Two important pieces of information:
MultiArrayList
will never resize in place (that is, it always calls alloc
, never resize
/remap
)
- Right now, it allocates one big chunk of bytes and then uses parts of that chunk for each of the per-field arrays, e.g.
AAABBBCCC...
. While this makes resizing-in-place less useful, in theory, resizing-in-place would still be possible where you could keep the A
elements in-place and move the B
/C
/etc elements. Would need to do some testing to understand if that would be worth it.
- The
source.len / 8
no longer seems to be empirically true. From my testing, the average denominator value among all files in lib/
and src/
is 5.39. In just lib/std
it’s 5.57.
Together, these pieces of information mean that getting the denominator right is important, and that the current denominator is probably not optimal. The simplest fix would just be to update the denominator, but it’s also worth noting that the variance involved is actually quite large: for example, compiler_rt/udivmodti4_test.zig, has a ton of really large integer literals, skewing the bytes-to-tokens ratio and therefore leading to a lot of initial overallocation when the denominator is smaller.
So, ultimately there’s a tradeoff between overallocation on outliers vs reducing allocations in the average case. If there’s a simple heuristic that could get a better estimate, that might be worth doing (I’m also doubtful that a full count-the-real-tokens pass would be worth it, but maybe a very simple ‘count the spaces’ pass or something like that?).

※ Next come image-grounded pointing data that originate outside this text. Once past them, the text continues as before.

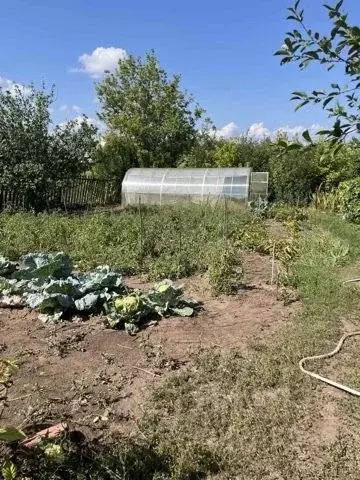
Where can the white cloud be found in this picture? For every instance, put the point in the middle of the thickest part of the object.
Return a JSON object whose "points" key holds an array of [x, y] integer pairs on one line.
{"points": [[258, 131], [101, 60], [91, 120], [10, 86], [227, 131]]}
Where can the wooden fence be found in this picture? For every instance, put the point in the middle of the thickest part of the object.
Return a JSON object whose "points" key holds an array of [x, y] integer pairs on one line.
{"points": [[75, 194]]}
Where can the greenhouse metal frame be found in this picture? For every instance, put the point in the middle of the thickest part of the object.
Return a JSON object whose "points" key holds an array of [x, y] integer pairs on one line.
{"points": [[172, 185]]}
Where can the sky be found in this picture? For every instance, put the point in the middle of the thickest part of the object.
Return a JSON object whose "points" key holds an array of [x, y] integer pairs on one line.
{"points": [[223, 51]]}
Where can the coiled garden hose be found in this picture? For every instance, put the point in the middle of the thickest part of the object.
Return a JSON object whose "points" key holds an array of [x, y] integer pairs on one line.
{"points": [[328, 355]]}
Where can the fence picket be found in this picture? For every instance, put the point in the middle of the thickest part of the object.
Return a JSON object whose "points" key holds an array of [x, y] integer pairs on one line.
{"points": [[78, 192]]}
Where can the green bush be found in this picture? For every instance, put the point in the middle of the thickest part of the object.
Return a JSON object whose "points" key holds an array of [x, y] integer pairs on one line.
{"points": [[349, 194]]}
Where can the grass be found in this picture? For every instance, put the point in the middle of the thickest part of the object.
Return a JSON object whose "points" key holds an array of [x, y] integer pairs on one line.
{"points": [[253, 416], [168, 242]]}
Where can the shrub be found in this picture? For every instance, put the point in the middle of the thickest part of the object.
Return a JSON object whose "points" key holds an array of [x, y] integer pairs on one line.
{"points": [[349, 194]]}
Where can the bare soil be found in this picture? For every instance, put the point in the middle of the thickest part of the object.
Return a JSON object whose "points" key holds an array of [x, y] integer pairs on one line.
{"points": [[97, 378]]}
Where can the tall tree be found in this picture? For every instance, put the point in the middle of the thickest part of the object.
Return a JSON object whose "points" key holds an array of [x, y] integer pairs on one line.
{"points": [[148, 111], [340, 48], [33, 156]]}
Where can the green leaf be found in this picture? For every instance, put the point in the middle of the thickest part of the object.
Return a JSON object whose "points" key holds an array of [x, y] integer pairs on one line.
{"points": [[301, 105], [11, 434], [339, 5], [294, 146], [306, 136], [313, 54], [9, 471], [327, 101]]}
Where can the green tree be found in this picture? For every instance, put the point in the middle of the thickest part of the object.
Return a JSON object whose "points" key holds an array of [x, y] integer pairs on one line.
{"points": [[339, 47], [149, 111], [33, 157], [113, 156]]}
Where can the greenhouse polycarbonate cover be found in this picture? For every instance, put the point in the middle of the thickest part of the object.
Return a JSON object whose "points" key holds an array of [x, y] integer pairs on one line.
{"points": [[152, 185]]}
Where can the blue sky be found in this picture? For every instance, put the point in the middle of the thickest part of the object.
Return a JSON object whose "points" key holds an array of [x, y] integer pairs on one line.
{"points": [[224, 51]]}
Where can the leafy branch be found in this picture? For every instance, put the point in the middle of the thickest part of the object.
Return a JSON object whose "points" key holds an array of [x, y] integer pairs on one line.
{"points": [[340, 46]]}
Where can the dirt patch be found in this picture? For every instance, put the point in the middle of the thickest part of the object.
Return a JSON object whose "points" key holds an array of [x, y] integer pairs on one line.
{"points": [[97, 378]]}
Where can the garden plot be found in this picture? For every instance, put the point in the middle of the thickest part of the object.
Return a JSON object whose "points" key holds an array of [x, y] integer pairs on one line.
{"points": [[98, 378]]}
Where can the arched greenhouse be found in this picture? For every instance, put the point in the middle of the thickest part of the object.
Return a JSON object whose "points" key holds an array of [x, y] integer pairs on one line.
{"points": [[171, 185]]}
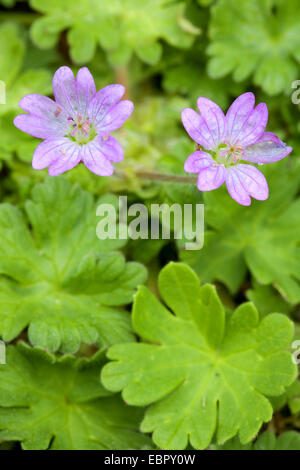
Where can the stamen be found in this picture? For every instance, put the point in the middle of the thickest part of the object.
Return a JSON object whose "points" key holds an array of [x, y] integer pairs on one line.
{"points": [[58, 111]]}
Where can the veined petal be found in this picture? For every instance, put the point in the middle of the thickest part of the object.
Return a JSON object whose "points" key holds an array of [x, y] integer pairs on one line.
{"points": [[211, 178], [64, 89], [270, 137], [245, 180], [95, 160], [197, 161], [111, 148], [38, 126], [236, 189], [238, 114], [115, 117], [266, 152], [103, 101], [46, 110], [214, 118], [254, 126], [85, 89], [197, 129], [67, 160], [49, 151]]}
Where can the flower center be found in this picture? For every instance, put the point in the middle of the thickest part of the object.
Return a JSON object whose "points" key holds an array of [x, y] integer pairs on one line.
{"points": [[81, 129], [228, 154]]}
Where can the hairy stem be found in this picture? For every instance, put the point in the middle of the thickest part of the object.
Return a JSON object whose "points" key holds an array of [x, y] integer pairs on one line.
{"points": [[155, 176]]}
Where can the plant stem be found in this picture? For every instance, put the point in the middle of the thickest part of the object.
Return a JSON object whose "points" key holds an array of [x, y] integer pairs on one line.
{"points": [[155, 176]]}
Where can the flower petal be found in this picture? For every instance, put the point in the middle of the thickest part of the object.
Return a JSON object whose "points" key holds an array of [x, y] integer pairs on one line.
{"points": [[270, 137], [64, 89], [115, 117], [254, 126], [95, 160], [37, 127], [245, 180], [266, 152], [237, 115], [214, 118], [67, 160], [49, 151], [103, 101], [197, 161], [211, 178], [85, 89], [111, 148], [47, 117], [197, 129]]}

To give more context, here’s some stats from a janky test program that shows some of the effects of different denominator values:
With the current denominator of 8:
> token_allocs.exe 8 ..\zig\lib ..\zig\src
225 out of 1148 files tokenized in one alloc
102.69MiB allocated (61.93MiB with frees subtracted) in 2244 allocs
total capacity overallocation from files tokenized in one alloc: 4.85MiB, average ± σ: 22.08KiB ± 227.90KiB, median: 1.45KiB
average ± σ ratio of bytes-to-tokens: 5.39 ± 1.98, min: 2.48, max: 28.08
With a denominator of 5:
> token_allocs.exe 5 ..\zig\lib ..\zig\src
919 out of 1148 files tokenized in one alloc
84.94MiB allocated (71.31MiB with frees subtracted) in 1379 allocs
total capacity overallocation from files tokenized in one alloc: 19.48MiB, average ± σ: 21.71KiB ± 247.67KiB, median: 2.54KiB
average ± σ ratio of bytes-to-tokens: 5.39 ± 1.98, min: 2.48, max: 28.08
With a denominator of 4:
> token_allocs.exe 4 ..\zig\lib ..\zig\src
1114 out of 1148 files tokenized in one alloc
85.75MiB allocated (85.47MiB with frees subtracted) in 1182 allocs
total capacity overallocation from files tokenized in one alloc: 38.46MiB, average ± σ: 35.36KiB ± 421.24KiB, median: 4.00KiB
average ± σ ratio of bytes-to-tokens: 5.39 ± 1.98, min: 2.48, max: 28.08
I’ll make an issue/PR once I’ve done some real benchmarking.